17 Nisan 2017 Pazartesi

Kendimi Ararken..



Sorular sormak için geldim şu Dünya'ya diyen şairle aynı gün doğumlu olmanın verdiği 
sebepsiz övünç ile yazıyorum bugün. Ne de olsa iyiyi sahiplenmek güzel ve kolay olan, ben de bu vesile ile bir şairi ya da sevdiğim sözünü sahiplenmiş olayım.

İyi güzel de insanlar neden soru sorar ki?
Yanlış anlamayın benim sorularım kendime. Dolayısıyla cevapları da kendi bulduklarımdan olacak biraz.
İnsan en çok gerçeği bulmak ya da öğrenmek için soru sorar sanırım. Peki gerçek nedir sorusuna cevap verecek kadar bilgi birikimim yok henüz kusura bakmayın. İnsan gerçeği yüz yıllardır aramış ve hala da arıyor. Bunun nedeni kendini bulma merakı mıdır o zaman. Ancak insanın kendini bulduğu yer gerçeğe en yakın olduğu noktadır diyebiliriz belki de. 
Daha öncelerde insanın yola / yolculuğa çıkmasının amacı kendini bulmak isteği olduğunu yazmışımdır. Belki buraya değil ama bi yerlere yazdığımı hatırlıyorum en azından. 

Peki insan kendini bulmak için neden yola çıkar?
Cevabı çok basit, kendini benzerlerinden ayrıştırmak için. Bir nesneyi tanımlamak için de öyle yapmaz mıyız. Onu benzerlerinden ayırır ayrı bir köşeye koyarız ve böylece daha kolay tanımlarız özelliklerini. Benzemeye çalıştıklarımızdan, bize benzemeye çalışanlardan ya da birlikte vakit geçirip farkında olmadan birbirimize benzediklerimizden uzaklaşınca daha iyi fark ederiz kendimizi. 
Bizler yolculuğa çıktığımızda örneğin farklı bir şehre gitmiş isek aynı dili konuştuğumuz insanlar ile aramızdaki farkları fark ederiz hemen. Bunu kendimizden değil karşımızdaki insandan anlarız. Farklı bir ülkeye gitmiş isek benzer bedenleri paylaştığımız insanlar ile farklılıklarımızı tanımlarız öncelikle. Farklı bir iklime gitmiş isek vücudumuzun iklim karşısındaki reaksiyonları ile tanımlarız güçlü ve zayıf noktalarımızı. Örneğin doğada bir yere gitmiş isek insanlığımızı tanımlarız diğer canlılara göre. Böyle böyle buluruz kendimizi.
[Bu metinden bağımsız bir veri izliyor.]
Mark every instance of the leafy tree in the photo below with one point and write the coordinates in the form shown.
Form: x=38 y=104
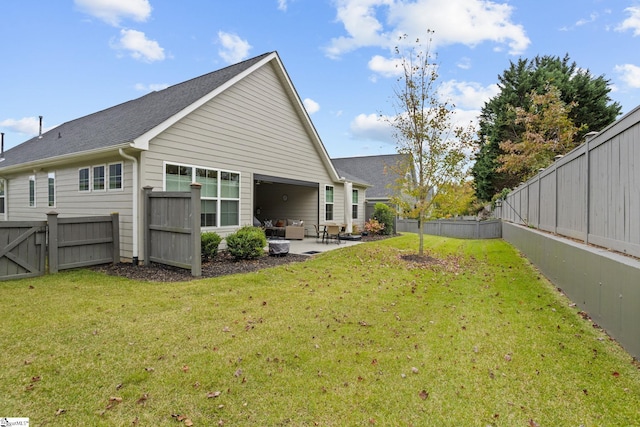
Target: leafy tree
x=547 y=132
x=424 y=131
x=588 y=95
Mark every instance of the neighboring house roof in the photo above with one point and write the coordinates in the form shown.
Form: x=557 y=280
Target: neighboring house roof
x=377 y=171
x=136 y=122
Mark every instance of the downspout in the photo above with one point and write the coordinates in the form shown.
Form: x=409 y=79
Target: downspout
x=135 y=215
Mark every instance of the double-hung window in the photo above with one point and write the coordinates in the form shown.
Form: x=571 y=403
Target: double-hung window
x=219 y=194
x=115 y=176
x=328 y=203
x=99 y=178
x=32 y=190
x=354 y=204
x=51 y=189
x=3 y=197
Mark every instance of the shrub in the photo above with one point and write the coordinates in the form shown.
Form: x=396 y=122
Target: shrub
x=373 y=226
x=209 y=242
x=247 y=243
x=385 y=215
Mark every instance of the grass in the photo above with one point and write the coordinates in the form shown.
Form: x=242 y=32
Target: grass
x=352 y=337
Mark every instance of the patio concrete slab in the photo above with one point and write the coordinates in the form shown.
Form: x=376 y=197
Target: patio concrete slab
x=311 y=246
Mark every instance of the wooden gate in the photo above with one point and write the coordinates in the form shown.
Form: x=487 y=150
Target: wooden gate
x=22 y=249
Peki ya kendimizi neden bulmalıyız?
Kendimizi bulamaz isek eksik kalırız çünkü. Kendi olmayan insanlar mutlaka başka bir şeye bağlanma ihtiyacı hisseder. Bu başka bir insan olur; çocuğu olur, eşi olur arkadaşı olur, başka bir canlı olur; kedisi olur köpeği olur, başka bir nesne olur; futbol kulübü olur, siyasi parti olur.

Peki ya kendimizi bulursak ne olur?
Feridun Düzağaç bir şarkısında kendimi arıyorken olmaktan korktuğum yerdeyim, sendeyim demişti.
Buradan baktığımızda kendini bulmak en kısa ve yalın hali ile insanın aşk hali sanırım.
Yani bugün sorduğumuz tüm sorularımızda, gerçeğin ve yolculukların ötesinde insan kendini aşk için bulmak ister.

Peki O zaman Feridun Düzağaç neden kendini bulmaktan korkuyor ki?
Yukarıda gördüğünüz fotoğrafı Richmond Parkta çekmiştim. Birlikte büyüdüğüm ya da örnek aldığım tüm benzerim insanlardan uzakta idim. Fotoğrafı çekmeden hemen önce yağmur yağmıştı ve ben yağmurda, doğanın ortasında ve kendimle baş başa idim. Yağmurdan sonra tüm heybeti ile fotoğrafta gördüğünüz geyik çıka geldi ve Gök kuşağına doğru sefere çıktı. Sonrasında Bu fotoğrafın bir benzerini farklı bir sosyal mecrada paylaştığımda bir arkadaşım Cenneti mi buldun diye sormuştu. Ben de cevap olarak hayır kendimi buldum yazmıştım.
Ben o gün sahiden de kendimi bulmuştum. 
Feridun Düzağaç'ın korkusunun nedenini biraz olsun anladım fakt ben onu anlatacak güce sahip değilim malesef ancak Turgut Uyar Geyikli Gece şiirinde çok güzel anlatmış.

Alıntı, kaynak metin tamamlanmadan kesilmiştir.